The Best Time to Have a Child



I'm expecting Baby #3 on February 1st.




Unfortunately, it is only now beginning to dawn on me that the timing of this birth may have been somewhat less than ideal.


After limping through days upon days of Halloween-themed merriment, it occurs to me that I am now staring down multiple legs of Thanksgiving-related travel, and then moving directly into weeks of Christmas prep and execution.


And the fact of the matter is that being 7 to 8 months pregnant for all of the above is, to say the least, NOT going to make any of the holiday fun any, you know, funner.




At least I'm not delivering in September. I did that with the Snood, and I'm here to tell you that being gigantically pregnant during the hottest months of the year ensures the following triumvirate of miserableness:
  • Maternity swimwear in all its unsightliness,
  • Overheated waddling,
...and, of course...
  • Sand in unreachable netherregions.



I take some comfort in the fact that September made for such a grim pregnancy experience that it can only make early February look swell in comparison.


Crinks was born in mid-May, which was pretty much ideal. His due date meant I could conceal mass holiday-induced weight gain as innocent baby bloat, and then transition directly into a long wintery confinement of coziness until his early Spring arrival. 

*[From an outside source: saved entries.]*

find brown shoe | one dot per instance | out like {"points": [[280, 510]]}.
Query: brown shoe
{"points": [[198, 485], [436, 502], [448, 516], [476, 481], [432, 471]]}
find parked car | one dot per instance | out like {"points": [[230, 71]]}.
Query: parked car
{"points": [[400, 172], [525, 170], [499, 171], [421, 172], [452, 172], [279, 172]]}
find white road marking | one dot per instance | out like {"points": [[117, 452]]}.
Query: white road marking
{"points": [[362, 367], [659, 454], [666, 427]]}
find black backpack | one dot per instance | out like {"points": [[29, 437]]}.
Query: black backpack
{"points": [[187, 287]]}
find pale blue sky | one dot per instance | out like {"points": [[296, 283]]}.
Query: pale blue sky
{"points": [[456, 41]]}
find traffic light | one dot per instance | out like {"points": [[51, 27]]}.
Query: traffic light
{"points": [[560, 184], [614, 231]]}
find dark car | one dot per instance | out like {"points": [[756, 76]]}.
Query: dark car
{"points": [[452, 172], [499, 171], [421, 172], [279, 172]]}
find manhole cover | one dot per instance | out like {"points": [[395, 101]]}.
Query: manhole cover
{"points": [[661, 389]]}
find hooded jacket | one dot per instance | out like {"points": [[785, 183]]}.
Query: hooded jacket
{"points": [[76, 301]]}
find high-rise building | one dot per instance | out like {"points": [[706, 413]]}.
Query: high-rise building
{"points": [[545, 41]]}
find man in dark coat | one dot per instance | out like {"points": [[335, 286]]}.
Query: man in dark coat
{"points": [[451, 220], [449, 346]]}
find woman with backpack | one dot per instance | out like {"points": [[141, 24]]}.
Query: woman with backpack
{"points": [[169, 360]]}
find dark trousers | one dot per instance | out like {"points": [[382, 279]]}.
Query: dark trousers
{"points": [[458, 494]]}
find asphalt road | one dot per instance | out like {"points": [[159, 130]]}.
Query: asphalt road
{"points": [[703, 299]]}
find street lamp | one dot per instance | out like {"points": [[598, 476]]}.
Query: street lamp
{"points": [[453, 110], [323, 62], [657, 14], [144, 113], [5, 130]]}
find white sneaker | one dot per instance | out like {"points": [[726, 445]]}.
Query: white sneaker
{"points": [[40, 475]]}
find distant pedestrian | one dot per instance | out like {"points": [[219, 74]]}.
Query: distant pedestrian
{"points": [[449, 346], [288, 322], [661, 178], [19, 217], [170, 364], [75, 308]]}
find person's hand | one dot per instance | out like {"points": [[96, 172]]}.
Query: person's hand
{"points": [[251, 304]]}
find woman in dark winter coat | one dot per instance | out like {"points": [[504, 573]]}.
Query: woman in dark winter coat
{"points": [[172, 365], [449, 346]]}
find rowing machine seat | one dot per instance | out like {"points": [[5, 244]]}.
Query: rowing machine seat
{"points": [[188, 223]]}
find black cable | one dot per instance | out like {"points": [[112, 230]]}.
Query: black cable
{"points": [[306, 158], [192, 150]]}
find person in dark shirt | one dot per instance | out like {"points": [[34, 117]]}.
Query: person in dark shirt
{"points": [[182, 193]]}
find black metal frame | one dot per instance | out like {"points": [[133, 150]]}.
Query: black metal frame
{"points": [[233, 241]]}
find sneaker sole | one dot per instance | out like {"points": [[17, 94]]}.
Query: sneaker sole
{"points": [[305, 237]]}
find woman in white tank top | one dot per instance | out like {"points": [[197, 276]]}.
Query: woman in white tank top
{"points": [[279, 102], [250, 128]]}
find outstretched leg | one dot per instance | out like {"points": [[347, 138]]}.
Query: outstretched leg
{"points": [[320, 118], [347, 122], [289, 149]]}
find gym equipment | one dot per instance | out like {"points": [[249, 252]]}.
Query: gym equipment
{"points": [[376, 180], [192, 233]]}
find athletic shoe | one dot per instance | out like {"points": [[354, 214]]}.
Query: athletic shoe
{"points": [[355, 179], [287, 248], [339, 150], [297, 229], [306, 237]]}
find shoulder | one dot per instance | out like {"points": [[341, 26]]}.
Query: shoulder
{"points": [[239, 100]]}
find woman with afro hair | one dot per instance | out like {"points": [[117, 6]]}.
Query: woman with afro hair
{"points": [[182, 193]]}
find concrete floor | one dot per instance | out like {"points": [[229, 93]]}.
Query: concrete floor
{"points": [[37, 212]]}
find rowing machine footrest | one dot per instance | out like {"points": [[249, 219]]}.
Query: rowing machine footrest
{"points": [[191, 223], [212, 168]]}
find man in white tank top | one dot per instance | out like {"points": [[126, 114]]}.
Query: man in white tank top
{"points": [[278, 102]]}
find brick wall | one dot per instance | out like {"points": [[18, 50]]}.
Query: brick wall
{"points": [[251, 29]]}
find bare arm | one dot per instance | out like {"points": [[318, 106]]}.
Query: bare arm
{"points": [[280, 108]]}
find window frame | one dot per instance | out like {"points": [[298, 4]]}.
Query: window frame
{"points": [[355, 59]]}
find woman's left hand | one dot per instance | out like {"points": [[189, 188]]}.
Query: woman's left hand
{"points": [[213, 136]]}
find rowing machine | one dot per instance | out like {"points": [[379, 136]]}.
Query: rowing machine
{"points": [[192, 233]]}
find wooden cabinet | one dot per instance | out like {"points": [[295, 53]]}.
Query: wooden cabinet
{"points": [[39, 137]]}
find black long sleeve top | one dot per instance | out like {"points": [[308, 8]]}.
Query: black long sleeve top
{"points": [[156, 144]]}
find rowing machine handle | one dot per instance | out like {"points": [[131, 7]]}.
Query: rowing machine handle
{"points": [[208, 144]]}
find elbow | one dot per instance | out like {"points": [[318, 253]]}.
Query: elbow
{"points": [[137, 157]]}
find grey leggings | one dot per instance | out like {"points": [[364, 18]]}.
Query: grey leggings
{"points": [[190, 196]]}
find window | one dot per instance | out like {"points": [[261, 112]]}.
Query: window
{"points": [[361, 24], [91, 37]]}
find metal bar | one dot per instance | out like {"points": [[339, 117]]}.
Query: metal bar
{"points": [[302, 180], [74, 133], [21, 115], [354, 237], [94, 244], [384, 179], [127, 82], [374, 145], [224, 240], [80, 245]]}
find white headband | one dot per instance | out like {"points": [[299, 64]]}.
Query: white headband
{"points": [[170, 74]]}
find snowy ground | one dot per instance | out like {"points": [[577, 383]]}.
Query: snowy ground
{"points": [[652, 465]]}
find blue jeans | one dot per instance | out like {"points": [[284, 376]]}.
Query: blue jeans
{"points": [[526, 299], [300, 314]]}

I'd say that's how I'd do it if I were to ever do this again, but let's be real here. 


If I ever do this again, I'm likely to care little about when the birth takes place as I'll be serving time in some faraway correctional facility for the murder of my beloved spouse and/or beating my head repeatedly against the wall of a psychiatric institution where I'll have been placed on an extended "rest cure" for my own safety and the safety of those around me.




At which point the optimum time in the calendar year for infant delivery will be the least of my problems.